Bernhard Buttmann spielt die vielfältigen und teilweise kaum bekannten Stücke der „frühen Periode“ („früh“ stimmt nicht so ganz). Wer sich, wie der Rezensent, einmal der schweißtreibenden Aufgabe unterzogen hat, das gesamte Orgelwerk des Oberpfälzer Giganten zu durchwühlen, entdeckt so manche Kostbarkeiten, die man nicht erwartet hätte – übrigens auch bei Regers Kammer-, Klaviermusik und den wunderbaren Orchesterwerken. Dort wie hier verbergen sich einige Perlen, die allen Organisten durch die Finger gleiten, die nur mit den „gro­ßen“ Stücken Eindruck erzeugen wollen.
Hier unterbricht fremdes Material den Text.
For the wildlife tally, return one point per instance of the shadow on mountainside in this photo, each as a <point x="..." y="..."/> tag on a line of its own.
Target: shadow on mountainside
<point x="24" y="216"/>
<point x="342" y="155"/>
Zwar (CD I) sind die Drei Stücke op. 7 und die Suite e-Moll op. 16 zunächst im barocken Gestus, aber dennoch mit heftig romantischer Sprache entworfen. Buttmann spielt auf der Orgel der Marktkirche Wiesbaden und zieht ein Klanggewand aus den frankophonen 85 Registern, das sich durchaus Reger annähert. Schon hier wird offenbar, dass sich der Oberpfälzer Komponist in der barocken Fugenkunst wie zuhause bewegte.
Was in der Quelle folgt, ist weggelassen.